The SPLC said the strike “demonstrates the understandable frustration of those incarcerated and their desire to be heard.”

The logo of the Southern Poverty Law Center.

The Southern Poverty Law Center affirmed its support for incarcerated individuals currently on strike and protest at five of the 14 major facilitates in the state in a statement released on Wednesday.

Alabama policy director for the SPLC, Jerome Dees, said in the statement on Wednesday that until officials within the Alabama Department of Corrections begin addressing longstanding issues within the prison system, the “dangerous conditions” will continue.
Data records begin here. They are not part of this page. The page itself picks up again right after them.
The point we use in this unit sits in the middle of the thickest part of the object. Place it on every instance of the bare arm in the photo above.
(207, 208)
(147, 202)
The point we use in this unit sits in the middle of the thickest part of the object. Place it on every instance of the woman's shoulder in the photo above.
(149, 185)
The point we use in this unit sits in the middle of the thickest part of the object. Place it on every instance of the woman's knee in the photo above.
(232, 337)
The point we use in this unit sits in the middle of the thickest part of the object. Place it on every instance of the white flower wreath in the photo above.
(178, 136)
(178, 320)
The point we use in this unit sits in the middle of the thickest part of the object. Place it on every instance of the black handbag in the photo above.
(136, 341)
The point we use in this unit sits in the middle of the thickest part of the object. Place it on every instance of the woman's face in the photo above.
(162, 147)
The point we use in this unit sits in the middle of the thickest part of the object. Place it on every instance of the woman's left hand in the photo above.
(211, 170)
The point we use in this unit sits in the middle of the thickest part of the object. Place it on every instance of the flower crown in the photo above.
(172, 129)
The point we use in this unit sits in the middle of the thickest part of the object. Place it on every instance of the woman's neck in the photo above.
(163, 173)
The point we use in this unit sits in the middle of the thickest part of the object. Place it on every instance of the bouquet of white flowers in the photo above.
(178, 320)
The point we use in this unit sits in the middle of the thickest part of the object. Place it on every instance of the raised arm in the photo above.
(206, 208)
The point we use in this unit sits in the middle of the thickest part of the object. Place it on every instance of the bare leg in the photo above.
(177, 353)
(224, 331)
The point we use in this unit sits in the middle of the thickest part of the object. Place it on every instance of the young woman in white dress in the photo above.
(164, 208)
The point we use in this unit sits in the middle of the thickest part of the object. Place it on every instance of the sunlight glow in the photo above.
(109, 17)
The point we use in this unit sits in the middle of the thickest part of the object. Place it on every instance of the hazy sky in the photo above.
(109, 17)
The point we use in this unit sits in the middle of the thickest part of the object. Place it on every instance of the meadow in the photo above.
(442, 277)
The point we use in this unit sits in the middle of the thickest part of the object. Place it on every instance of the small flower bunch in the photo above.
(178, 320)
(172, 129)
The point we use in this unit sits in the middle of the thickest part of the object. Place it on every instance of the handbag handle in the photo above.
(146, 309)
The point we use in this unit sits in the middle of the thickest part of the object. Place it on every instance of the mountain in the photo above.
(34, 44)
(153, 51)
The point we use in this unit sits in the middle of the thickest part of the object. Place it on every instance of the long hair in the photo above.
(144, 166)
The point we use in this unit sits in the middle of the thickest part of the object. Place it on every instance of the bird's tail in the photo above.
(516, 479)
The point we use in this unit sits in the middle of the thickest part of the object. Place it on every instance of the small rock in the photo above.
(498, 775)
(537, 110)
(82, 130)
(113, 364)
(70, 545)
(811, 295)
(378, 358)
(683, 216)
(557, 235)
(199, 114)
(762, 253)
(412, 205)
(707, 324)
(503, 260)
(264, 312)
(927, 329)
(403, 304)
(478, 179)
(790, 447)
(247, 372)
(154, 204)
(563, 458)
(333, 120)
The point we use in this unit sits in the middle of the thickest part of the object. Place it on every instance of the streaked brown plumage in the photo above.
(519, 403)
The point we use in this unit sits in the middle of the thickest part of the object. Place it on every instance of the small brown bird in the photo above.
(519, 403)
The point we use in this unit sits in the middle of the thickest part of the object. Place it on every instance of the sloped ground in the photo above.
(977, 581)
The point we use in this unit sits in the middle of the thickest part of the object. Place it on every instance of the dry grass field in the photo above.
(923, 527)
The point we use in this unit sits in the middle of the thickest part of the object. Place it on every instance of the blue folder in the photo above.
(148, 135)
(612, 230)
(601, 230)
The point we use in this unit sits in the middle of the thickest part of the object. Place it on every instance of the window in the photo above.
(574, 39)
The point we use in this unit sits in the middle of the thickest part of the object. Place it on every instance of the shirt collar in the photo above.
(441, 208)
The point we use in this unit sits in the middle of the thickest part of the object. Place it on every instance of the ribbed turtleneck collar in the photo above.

“No one should be surprised by the actions of Alabama citizens who are incarcerated,” Dees said. “The state’s prison system has been a moral and legal disaster for years. Alabama prisons are cruel, dangerous, and violent, as shown by accounts from incarcerated people, letters from their loved ones, and the DOJ’s own investigations. People are dying in the system right now because Alabama is willing to spend hundreds of millions of dollars in stimulus money to build mega-prisons but won’t prioritize parole, early release of nonviolent offenders, and other reforms that could make this situation better.”

In addition, Dees said that the strike “demonstrates the understandable frustration of those incarcerated and their desire to be heard.”

Last month, incarcerated workers began the strike and peaceful at all major facilities in the state, demanding the repeal of legislation like the Habitual Felony Offender Act and reform of the state’s parole system, among other demands. The letter of demands delivered to the ADOC by outside organizers urges the U.S. Department of Justice to intervene in what the organizers describe as a “humanitarian crisis” within the Alabama prison system.

An ongoing lawsuit between the state of Alabama, the ADOC, and the Justice Department alleges that Alabama officials are “deliberately indifferent” to the “unconstitutional conditions” prevalent throughout the prison system in the state.